Building custom models within Lakehousecat allows administrators and builders to tailor advanced AI capabilities to meet specific project needs. This guide will cover the fundamental steps involved in creating Custom Models, while referencing the Provider Models being utilized.

Overview​

Custom Models are user-defined AI models created to perform specific functions within a project. They leverage existing Provider Models from providers such as Anthropic, Google, and OpenAI to enhance utility and customization.

Note: For creating Provider Models, refer to the Models section where instructions for tasks specific to each provider are detailed.

Role Requirements​

To create Custom Models, users must have one of the following roles within Lakehousecat:

  • admin
  • builder

Step-by-Step Guide to Creating Custom Models​

Step 1: Access the Workspace​

  1. Navigate to the Workspace

    • Access your Lakehousecat workspace where model management occurs.
  2. Go to the Models Section

    • Click on the 'Models' menu to explore available modeling options.
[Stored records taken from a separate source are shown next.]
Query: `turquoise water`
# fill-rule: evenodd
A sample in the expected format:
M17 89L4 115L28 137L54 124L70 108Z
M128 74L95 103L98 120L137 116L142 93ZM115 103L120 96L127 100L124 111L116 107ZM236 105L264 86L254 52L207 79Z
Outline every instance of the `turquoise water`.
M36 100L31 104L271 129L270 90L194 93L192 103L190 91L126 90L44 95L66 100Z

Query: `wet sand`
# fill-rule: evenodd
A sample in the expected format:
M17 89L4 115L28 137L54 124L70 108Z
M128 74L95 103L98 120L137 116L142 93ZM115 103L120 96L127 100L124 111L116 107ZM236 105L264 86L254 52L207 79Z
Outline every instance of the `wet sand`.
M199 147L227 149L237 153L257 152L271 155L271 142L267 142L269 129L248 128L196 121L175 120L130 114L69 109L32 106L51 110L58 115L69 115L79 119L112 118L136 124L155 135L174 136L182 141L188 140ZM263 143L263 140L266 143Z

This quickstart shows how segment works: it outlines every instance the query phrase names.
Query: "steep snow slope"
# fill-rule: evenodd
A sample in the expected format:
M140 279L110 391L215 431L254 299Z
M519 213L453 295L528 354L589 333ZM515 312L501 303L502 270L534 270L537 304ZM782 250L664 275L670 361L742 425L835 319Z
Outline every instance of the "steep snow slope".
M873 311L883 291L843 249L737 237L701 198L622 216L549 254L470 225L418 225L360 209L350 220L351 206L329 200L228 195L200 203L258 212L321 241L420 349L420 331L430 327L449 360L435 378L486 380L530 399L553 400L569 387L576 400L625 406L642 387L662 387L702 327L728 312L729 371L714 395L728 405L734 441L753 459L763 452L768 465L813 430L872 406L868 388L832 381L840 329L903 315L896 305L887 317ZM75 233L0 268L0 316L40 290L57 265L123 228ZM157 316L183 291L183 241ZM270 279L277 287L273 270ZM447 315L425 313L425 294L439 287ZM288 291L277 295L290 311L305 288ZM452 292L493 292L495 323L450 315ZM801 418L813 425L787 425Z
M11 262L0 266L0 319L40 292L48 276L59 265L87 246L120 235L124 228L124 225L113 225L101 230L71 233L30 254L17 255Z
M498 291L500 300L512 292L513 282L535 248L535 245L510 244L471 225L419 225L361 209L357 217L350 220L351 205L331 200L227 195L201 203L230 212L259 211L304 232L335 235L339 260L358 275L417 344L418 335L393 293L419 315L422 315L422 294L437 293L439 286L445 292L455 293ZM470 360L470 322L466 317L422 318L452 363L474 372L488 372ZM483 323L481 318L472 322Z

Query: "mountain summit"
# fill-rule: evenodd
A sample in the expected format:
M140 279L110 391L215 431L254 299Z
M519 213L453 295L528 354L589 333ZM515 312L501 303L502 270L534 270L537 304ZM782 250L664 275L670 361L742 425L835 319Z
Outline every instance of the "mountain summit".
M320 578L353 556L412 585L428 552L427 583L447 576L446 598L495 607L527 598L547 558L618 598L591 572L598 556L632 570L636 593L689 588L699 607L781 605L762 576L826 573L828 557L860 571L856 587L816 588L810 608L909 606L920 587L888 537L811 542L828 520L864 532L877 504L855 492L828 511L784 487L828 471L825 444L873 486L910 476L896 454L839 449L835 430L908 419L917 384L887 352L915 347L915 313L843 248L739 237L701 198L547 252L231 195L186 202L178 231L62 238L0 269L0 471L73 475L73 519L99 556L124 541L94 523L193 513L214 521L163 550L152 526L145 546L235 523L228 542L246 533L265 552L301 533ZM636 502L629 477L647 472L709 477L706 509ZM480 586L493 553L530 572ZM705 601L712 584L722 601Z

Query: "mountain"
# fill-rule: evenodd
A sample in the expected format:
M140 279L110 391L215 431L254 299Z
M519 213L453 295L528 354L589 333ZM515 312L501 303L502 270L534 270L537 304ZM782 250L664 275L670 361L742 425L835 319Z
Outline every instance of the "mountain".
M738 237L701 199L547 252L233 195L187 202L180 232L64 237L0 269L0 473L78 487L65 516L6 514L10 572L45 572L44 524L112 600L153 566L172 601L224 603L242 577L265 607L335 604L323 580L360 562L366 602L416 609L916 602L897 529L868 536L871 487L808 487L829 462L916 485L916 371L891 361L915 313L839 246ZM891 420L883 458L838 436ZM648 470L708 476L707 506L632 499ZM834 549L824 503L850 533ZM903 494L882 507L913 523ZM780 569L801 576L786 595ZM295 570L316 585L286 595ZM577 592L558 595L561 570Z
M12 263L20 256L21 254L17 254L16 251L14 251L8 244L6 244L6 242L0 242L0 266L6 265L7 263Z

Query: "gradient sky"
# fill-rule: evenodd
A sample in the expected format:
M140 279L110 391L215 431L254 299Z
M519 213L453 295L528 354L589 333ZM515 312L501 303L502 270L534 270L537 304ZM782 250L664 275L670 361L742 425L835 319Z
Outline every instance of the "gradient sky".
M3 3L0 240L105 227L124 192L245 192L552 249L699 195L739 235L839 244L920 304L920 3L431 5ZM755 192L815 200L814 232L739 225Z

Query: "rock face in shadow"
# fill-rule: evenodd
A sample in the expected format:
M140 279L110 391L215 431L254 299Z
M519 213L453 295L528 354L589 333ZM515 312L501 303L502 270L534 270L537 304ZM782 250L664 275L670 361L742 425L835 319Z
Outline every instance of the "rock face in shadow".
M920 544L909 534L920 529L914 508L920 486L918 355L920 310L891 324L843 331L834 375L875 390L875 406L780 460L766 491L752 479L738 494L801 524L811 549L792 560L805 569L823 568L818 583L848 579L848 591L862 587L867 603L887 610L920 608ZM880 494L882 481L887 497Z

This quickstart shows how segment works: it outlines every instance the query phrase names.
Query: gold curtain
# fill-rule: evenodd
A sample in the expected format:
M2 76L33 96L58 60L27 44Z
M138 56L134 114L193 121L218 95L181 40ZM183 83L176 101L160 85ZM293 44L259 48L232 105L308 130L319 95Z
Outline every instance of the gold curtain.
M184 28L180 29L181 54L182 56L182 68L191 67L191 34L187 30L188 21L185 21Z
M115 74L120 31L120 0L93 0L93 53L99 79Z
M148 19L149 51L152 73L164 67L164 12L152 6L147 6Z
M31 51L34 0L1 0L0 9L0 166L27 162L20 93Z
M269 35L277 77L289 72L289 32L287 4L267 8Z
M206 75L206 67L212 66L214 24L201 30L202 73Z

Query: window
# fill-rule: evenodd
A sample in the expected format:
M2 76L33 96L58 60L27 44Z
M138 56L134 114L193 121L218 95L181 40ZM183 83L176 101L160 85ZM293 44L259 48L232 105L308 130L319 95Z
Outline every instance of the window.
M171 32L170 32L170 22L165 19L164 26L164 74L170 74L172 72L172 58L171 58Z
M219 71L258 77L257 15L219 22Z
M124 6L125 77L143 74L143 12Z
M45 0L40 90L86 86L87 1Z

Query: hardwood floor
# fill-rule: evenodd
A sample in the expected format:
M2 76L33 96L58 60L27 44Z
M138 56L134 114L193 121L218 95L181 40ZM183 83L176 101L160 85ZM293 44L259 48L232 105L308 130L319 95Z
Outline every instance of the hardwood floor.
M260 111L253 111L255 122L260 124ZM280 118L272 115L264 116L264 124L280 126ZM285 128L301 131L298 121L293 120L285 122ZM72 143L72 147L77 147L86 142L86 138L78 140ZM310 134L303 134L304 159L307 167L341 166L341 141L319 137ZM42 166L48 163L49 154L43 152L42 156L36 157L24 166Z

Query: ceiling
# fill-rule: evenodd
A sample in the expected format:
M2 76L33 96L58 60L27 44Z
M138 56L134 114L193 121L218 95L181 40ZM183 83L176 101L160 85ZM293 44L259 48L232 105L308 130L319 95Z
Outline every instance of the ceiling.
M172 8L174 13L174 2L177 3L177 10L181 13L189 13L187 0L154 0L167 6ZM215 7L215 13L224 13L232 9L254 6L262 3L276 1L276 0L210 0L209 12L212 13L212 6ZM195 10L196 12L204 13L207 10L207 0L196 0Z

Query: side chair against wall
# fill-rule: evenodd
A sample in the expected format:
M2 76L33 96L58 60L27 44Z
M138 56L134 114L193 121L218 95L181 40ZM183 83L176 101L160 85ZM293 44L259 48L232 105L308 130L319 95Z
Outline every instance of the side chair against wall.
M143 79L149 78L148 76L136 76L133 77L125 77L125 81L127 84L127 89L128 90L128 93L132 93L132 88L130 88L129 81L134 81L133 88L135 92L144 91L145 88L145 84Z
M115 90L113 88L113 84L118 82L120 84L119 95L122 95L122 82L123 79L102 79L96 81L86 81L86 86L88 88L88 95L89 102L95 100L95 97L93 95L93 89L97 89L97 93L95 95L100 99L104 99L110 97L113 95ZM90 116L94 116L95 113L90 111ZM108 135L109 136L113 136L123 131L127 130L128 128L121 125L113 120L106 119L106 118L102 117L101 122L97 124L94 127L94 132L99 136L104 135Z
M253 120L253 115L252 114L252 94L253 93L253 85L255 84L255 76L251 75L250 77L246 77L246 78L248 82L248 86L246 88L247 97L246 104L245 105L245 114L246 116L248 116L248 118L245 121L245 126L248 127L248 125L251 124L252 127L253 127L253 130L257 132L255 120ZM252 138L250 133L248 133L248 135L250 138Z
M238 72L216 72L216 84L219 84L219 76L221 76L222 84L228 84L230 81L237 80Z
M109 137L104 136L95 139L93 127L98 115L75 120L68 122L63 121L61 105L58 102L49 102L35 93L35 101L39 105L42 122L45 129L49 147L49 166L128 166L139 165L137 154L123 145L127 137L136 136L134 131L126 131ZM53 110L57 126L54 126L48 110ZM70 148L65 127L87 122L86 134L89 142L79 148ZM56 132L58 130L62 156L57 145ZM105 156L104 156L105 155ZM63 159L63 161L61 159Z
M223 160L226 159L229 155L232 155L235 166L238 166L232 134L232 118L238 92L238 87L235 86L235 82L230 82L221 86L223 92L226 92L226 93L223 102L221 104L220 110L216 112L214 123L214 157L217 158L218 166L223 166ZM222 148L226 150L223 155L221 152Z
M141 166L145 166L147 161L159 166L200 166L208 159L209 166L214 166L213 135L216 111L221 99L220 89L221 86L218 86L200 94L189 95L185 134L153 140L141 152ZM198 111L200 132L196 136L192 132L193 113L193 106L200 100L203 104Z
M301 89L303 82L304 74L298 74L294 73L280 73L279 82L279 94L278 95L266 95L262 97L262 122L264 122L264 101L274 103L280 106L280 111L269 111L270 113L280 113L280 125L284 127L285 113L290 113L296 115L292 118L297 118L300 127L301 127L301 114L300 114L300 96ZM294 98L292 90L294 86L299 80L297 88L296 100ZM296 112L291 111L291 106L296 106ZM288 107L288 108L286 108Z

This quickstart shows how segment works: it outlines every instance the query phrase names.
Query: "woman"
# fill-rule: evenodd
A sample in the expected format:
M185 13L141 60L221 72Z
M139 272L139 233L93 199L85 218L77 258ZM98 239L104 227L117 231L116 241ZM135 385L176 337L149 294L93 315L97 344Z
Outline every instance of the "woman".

Step 2: Initiate Custom Model Creation​

  1. Select "Custom Models"

    • Click on "Custom Models" to start the creation process.
  2. Begin Creation

    • Click the Plus (+) icon to create a new Custom Model.

Step 3: Define the Custom Model​

  • Model Name: Choose and enter a clear, informative name for your custom model. A consistent naming convention helps maintain clarity across different models.
  • Link Foundation Model: In the Combo-Box, select the Foundation Model with which your model will be associated. This selection determines where the requests will be directed.
  • Description: Optionally, enter or dictate a description to convey the model's purpose or scope.

Step 4: Validate and Finalize​

  1. Complete the Creation Process
    • After inputting the necessary information, proceed with the model creation.
  2. Internal Validation
    • Lakehousecat will perform an internal validation. Ensure all parameters are correct for successful validation.
  3. Finalize Custom Model
    • Once validation is successful, your custom model will be created and ready for implementation.

Best Practices​

  • Follow Naming Conventions: Ensure the names of custom models are distinct and informative to facilitate smooth model recognition and management.
  • Utilize Descriptions: Providing detailed descriptions aids in understanding the model's function, especially when managing multiple custom models.

Troubleshooting​

If issues arise during model creation:

  • Validation Errors: Confirm you have selected the correct Provider Models and that all input details are complete.
  • Access Permissions: Verify that you have the necessary roles and permissions within Lakehousecat.